I’ve been watching Börgen on LinkTV. In Season 2, Episode 1, Prime Minister Nyborg changes the position of her party, The Moderates, on Afghanistan from expedited withdrawal of Danish troops to escalation with a 5-6 year timetable.
PM Nyborg adopts humanitarian intervention as a policy, calling her party’s anti-war positions obsolete. Four encounters change PM Nyborg’s opinion. An Afghani female physician praises the international occupation for restoring to her her right to drive and her right to a drive and to the increase in girls’ participation in education. The second is a letter from a dead Danish soldier in which he writes that, upon learning that an additional 89,000 Afghan children survive annually since the collapse of the Taliban government, he now sees a purpose to his involvement in the war. The third is the recommendation from a Danish commander in theater for escalation. The fourth is her political opponent, the head of the Liberal Party, Hesselboe, tells her than an escalation is needed and that his party won’t support maintenance of the status quo.
I have always been opposed to the idea of humanitarian intervention. I think it rather obvious now that the Afghanistan surge has failed to meet its original objectives. But I do think it is important to think about this claim that 89,000 more children annually are surviving.
The AP report cited Afghan Prime Minister Hamid Karzai, who in turn bases his claim on a “survey by the US John Hopkins University showing the annual under-five mortality rate had dropped from 257 per 1,000 live births in 2001 to about 191 in 2006.”

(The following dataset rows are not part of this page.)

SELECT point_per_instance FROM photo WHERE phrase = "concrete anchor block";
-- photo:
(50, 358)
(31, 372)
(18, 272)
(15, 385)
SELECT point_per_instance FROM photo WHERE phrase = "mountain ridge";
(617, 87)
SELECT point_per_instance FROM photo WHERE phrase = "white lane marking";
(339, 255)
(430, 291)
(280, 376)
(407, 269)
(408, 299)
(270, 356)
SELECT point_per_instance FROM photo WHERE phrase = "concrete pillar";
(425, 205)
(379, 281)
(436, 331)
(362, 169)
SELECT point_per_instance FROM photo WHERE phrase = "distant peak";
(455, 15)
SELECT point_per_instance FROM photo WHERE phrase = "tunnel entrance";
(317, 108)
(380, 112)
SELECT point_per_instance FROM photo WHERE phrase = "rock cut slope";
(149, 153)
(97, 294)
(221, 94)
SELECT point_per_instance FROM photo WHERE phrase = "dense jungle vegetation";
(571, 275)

My PubMed search on the terms “Afghanistan child mortality” yielded 101 results as of the time of my writing. I could not find the study which would support Hamid Karzai’s 2007 claim.
In 2012, the Afghanistan Mortality Survey reported great improvements in public health, although Johns Hopkins University researcher David Peters questions the results. PubMed lists many articles he has authored in which the term “Afghanistan” appears.
Are the gains in public health real? If so, are they attributable to NATO’s military occupation and the Afghan government? Or are they attributable to economic gains from poppy cultivation? Or are they attributable to focused NGO intervention? Are those gains sustainable? Could a negotiated settlement with the Taliban result in a government which would sustain these gains, whatever their reasons?
Finally, why is the Green Party in Börgen so ineffectual?